The cuts may mean the Pentagon has to scale back its strategy for fighting two conventional wars as well as worldwide counterinsurgency missions, Adams said.

Troop Strength

The U.S. has about 1.43 million active duty military personnel, including 570,719 in the Army, 335,038 in the Air Force, 328,227 in the Navy and 201,466 in the Marine Corps, according to the Pentagon.

For every reduction of 10,000 military personnel the U.S. saves about $1 billion annually, said Adams.

Former Defense Secretary Robert Gates in January said the Army strength will be reduced by 27,000 starting in 2015 and the Marines’ head count will decline by about 20,000. Both services may have to cut more, Adams said.

Reforming the Pentagon’s health care and military compensation system may yield additional savings, Adams said. Still, lawmakers shy away from the measure because it reduces benefits, Adams said. “That’s the third rail.”

The Congressional Budget Office in a June 2009 report said reforming the military’s Tri-Care health-care system could save as much as $60 billion by 2020.

F-35 Jets

Reducing the military’s strength may allow the Pentagon to avoid buying new weapons and equipment needed for a larger force.

Lockheed Martin Corp.’s F-35 Joint Strike Fighter, the Pentagon’s largest program at $382 billion, is in the crosshairs of several deficit-reduction studies. None of them have been endorsed by the Pentagon.

Canceling or delaying the U.S. Air Force version of the F- 35 jet and replacing it with a more modern version of the F-16 plane, also made by Lockheed, would save about $47.9 billion, according to “Debt, Deficits, & Defense,” published in June 2010.

The report was prepared by the Sustainable Defense Task Force, whose members were drawn from 14 think tanks including the Cato Institute, the New America Foundation and Taxpayers for Common Sense.

The Pentagon plans to buy 2,443 F-35 planes whose development has been delayed and costs have grown.

V-22 Osprey

The Task Force and the Bowles-Simpson proposals also recommended eliminating the Expeditionary Fighting Vehicle developed by General Dynamics Corp. for the Marine Corps. Gates agreed, cutting it out of the Pentagon’s 2012 budget proposal that is awaiting congressional approval.

Both panels proposed capping production of the V-22 Osprey, a Marine Corps tilt-rotor aircraft made by Boeing and Textron Inc., at 288 planes. Sikorsky Aircraft Corp.’s MH-60 Black Hawks could be substituted, they said. Halting V-22 production would save as much as $12 billion, the Debt, Deficits & Defense study said.

The Pentagon intends to buy another 122 V-22s valued at about $8 billion in addition to the 174 already on contract, Sean Stackley, the Navy’s top weapons buyer said.

The number of Navy aircraft carriers may also decline from the current 11.

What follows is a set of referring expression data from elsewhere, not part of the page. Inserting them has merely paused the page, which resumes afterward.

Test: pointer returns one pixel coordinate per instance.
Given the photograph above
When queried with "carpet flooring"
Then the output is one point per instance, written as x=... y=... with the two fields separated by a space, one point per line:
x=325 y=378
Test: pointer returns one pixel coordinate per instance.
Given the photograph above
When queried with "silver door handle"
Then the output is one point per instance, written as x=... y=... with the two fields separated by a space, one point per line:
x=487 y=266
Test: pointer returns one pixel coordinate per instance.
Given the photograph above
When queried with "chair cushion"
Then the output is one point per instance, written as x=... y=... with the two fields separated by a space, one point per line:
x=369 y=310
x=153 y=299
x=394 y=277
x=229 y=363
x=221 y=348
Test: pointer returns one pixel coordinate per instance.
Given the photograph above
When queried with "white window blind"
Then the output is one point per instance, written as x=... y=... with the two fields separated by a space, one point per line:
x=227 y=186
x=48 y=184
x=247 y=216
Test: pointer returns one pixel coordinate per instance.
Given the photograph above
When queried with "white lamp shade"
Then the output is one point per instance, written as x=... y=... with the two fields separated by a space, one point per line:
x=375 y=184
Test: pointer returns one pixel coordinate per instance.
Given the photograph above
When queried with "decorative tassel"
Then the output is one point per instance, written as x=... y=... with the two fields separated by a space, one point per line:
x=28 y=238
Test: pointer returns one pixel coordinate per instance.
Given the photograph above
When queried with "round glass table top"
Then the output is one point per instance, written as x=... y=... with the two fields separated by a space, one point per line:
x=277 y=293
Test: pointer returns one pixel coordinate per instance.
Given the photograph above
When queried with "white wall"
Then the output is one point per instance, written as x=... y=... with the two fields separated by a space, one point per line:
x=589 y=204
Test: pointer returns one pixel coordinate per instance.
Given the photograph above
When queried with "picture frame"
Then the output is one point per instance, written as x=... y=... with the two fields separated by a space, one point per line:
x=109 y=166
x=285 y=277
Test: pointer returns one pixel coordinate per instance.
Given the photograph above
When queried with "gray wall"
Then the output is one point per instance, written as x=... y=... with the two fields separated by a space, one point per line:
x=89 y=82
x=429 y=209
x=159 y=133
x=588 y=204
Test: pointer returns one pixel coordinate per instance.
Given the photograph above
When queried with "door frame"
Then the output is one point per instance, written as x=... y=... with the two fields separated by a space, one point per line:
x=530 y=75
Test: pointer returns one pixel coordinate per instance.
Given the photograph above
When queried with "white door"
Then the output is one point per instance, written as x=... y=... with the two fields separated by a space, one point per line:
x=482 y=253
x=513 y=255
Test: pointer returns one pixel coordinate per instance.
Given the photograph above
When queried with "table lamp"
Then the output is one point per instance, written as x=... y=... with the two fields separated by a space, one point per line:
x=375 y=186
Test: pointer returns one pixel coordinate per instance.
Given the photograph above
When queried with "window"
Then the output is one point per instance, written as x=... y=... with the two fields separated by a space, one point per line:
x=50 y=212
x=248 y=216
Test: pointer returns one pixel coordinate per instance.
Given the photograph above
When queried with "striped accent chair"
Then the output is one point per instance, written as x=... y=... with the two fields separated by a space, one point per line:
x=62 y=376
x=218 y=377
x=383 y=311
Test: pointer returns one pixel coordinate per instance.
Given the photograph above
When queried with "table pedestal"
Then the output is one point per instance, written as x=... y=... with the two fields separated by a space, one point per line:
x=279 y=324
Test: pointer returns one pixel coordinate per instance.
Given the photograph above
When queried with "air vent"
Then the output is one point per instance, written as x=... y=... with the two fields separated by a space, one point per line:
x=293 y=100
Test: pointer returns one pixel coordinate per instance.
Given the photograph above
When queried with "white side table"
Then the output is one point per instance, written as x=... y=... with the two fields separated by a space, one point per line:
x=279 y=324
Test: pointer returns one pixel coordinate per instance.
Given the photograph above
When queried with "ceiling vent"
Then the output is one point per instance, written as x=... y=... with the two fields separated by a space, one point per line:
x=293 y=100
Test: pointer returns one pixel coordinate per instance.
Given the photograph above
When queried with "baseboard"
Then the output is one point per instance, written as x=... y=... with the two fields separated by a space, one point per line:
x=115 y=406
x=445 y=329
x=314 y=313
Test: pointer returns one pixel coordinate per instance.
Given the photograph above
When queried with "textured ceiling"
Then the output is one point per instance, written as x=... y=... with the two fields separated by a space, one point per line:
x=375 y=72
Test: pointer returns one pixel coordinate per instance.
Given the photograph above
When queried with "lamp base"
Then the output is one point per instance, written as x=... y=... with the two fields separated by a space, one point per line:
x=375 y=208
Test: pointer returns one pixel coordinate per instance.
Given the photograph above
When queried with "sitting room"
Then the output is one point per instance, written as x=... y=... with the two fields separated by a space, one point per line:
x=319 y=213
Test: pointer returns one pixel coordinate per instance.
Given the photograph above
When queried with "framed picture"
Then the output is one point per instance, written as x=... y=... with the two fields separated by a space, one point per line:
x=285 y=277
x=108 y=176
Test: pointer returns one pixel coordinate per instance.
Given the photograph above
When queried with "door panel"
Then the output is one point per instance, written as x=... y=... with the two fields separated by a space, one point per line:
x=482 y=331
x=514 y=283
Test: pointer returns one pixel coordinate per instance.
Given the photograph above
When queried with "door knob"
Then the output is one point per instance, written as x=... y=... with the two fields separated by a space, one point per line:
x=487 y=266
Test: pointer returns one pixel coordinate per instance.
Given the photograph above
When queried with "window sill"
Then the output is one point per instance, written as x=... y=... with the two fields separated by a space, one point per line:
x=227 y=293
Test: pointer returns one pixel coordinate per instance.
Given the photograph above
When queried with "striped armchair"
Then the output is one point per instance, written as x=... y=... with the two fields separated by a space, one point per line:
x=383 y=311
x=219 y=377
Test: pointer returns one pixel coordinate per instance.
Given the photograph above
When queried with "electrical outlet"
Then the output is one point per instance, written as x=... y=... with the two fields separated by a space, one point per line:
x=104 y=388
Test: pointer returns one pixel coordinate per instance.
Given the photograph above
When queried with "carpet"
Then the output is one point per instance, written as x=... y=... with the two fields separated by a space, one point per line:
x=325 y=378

Spending cuts may extend beyond people and weapons to other expenditures not directly tied to military operations.

Grocery Stores

If the Defense Commissary Agency were a private corporation, it would be one of the largest grocery-store chains with about $6 billion in annual sales, Coburn said in his report. Previous administrations have attempted to eliminate the subsidy and failed because retirees including military chiefs of staff are loath to give up that benefit, Adams said.

Reducing overhead costs alone may contribute as much as $120 billion of defense spending, Gates said on his last day in office.

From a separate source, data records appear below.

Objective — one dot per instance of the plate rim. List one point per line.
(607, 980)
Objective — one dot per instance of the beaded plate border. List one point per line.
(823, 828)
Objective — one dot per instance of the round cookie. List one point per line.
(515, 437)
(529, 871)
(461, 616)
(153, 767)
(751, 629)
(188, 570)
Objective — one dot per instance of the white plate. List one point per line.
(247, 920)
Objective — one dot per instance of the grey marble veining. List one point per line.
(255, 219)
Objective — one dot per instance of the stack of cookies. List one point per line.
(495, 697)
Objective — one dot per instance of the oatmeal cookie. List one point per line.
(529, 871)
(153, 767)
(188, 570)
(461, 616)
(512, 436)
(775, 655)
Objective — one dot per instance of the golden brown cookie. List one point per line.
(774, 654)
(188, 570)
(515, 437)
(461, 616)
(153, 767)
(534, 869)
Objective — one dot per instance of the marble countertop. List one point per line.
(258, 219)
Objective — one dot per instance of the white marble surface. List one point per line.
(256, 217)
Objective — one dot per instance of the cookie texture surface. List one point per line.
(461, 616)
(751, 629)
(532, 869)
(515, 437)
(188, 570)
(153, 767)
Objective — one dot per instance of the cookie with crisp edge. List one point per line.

Such costs were $212 billion in the 2010 fiscal year, larger than the gross domestic product of Israel, a July 2010 report prepared by the Defense Business Board said. Its members include management consultants, former executives of defense contractors and retired defense officials.

The group, whose annual operating cost is about $750,000, advises the defense secretary about “best business practices,” according to its website. If the overhead cost was a “separate country, it would rank 49th in GDP” among the world’s nations, the advisory board said.